In the Native Quarter one feels definite currents of hostility, which, however, are generally confined to muttering in Arabic as you pass. Occasionally I have been openly insulted by drunken Arabs, but this is rare. You can walk in the Native Quarter of Tangier with less danger than on Third Avenue of New York City on a Saturday night.
Violent crime is rare. I have walked the streets at all hours, and never was any attempt made to rob me. The infrequency of armed robbery is due less, I think, to the pacific nature of the Arabs than to the certainty of detection in a town where everybody knows everybody else, and where the penalties for violent crime, especially if committed by a Moslem, are relatively severe.
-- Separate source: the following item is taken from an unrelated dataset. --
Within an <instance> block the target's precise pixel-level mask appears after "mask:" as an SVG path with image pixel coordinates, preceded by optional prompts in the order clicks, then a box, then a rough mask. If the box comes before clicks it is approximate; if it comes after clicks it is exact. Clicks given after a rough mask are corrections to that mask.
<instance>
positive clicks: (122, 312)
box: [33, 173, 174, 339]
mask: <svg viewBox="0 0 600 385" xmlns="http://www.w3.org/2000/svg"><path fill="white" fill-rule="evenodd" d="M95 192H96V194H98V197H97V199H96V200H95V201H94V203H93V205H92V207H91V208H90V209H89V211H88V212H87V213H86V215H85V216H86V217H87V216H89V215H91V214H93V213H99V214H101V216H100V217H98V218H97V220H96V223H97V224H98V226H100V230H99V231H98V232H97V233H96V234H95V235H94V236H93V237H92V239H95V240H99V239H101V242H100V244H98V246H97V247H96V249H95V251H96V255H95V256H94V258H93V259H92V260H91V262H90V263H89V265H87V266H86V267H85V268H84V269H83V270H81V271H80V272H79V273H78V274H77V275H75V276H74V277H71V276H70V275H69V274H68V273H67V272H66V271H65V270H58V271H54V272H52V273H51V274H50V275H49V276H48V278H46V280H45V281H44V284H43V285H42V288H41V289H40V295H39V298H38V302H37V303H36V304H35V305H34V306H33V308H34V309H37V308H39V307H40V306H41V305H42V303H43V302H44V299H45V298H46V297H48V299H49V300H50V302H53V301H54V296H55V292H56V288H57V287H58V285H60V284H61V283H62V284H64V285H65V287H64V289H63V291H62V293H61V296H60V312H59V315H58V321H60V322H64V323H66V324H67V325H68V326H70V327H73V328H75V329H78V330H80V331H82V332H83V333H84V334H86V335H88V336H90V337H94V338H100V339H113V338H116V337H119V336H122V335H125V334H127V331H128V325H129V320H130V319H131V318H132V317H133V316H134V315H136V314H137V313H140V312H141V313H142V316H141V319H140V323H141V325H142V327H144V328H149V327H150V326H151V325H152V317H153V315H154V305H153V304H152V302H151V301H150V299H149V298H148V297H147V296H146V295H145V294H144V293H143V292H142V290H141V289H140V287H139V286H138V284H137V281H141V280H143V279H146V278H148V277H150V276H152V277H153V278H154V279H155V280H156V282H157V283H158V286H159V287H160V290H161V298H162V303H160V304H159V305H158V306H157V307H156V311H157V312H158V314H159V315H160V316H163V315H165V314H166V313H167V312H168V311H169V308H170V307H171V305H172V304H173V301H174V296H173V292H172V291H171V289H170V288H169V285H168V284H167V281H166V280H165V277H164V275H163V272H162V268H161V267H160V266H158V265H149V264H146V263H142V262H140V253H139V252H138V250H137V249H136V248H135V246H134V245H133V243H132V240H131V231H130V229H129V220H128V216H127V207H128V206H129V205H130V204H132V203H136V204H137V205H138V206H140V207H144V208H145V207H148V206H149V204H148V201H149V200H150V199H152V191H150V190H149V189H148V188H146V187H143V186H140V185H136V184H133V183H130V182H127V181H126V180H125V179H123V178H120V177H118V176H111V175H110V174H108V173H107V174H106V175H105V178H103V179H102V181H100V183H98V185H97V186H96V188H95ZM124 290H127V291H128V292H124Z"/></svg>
The Native Quarter of Tangier is all you expect it to be: a maze of narrow, sunless streets, twisting and meandering like footpaths, many of them blind alleys. After four months, I still find my way in the Medina by a system of moving from one landmark to another. The smell is almost incredible, and it is difficult to identify all the ingredients. Hashish, seared meat and sewage are well represented. You see filth, poverty, disease, all endured with a curiously apathetic indifference.